March 11 roundup

  • Slightly afield from law, but good watching: Yale’s Nicholas Christakis speaks at Cato on his new book Blueprint: The Evolutionary Origins of a Good Society [Cato Forum]
  • Tech platform regulation: “The ‘EARN IT’ Act Is Another Terrible Proposal to ‘Reform’ Section 230” [Eric Goldman and more] “Why Does The NY Times Seem Literally Incapable Of Reporting Accurately On Section 230?” [Mike Masnick, TechDirt]
  • Author of new book, a Fordham lawprof, “wants the U.S. Supreme Court (and other federal courts) to enforce international law standards against backward American states and localities.” It’s a no-go, says Jeremy Rabkin [Law and Liberty reviewing Martin Flaherty, Restoring the Global Judiciary]
  • Police transparency, Annie E. Casey Foundation, county liquor stores and bicycle licenses in Montgomery County, and more in my new Maryland policy roundup [Free State Notes]
  • Yikes: former BigLaw partner who specialized in product liability subrogation claims sentenced to five years on charges of defrauding almost $3.5 million from insurers, manufacturers and others [Judy Greenwald, Business Insurance]
  • Somehow missed this in 2018: Texas lawyer disbarred for barratry is re-elected while in jail [Lowering the Bar]

3 Comments

  • It’s easy to understand why OTB lost money in New York as there were “unlicensed” competitors in the private sector that offered better service with lower overhead. To lose money on a monopoly sale of liquor takes a special skill.

    • Disagree, Mr. B.
      At least in Suffolk County (Long Island) the OTB was famous as a patronage dump. Politicians, their supporters, relatives, etc., would draw salaries there on a “semi-no-show” basis, and lots of money would be spent on Stuff.

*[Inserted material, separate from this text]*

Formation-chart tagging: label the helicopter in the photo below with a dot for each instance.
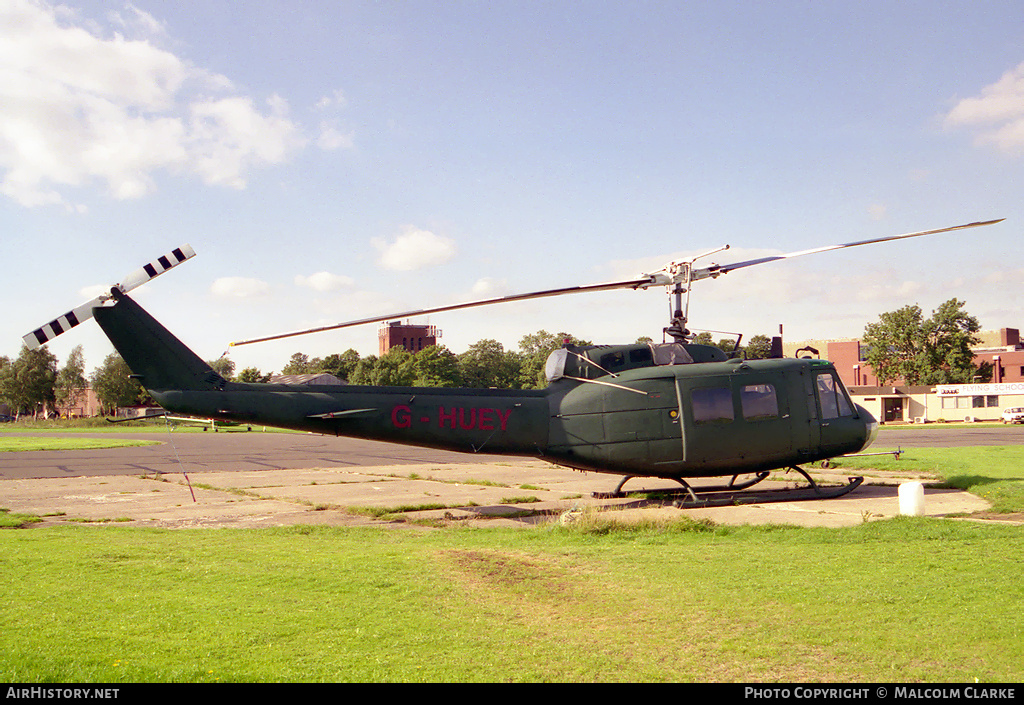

      When politicians view a government operation, they do not see it as an operational entity that does things and should do those things well, but more like a budget, with money to spend on patronage.

      Suffolk OTB miscalculated, and larded up expenditures to the point that the operation went into the red.

      Had cooler heads prevailed, the OTB would have been run in such a way that it barely squeaked by every year, while maximizing available patronage. This was not done, and thus the tsimmes.

  • Montgomery MD liquor monopoly–
    Can they simply jack up their monopoly liquor prices? Or are they already so high that leakage from the black market will cancel out higher per-unit revenue?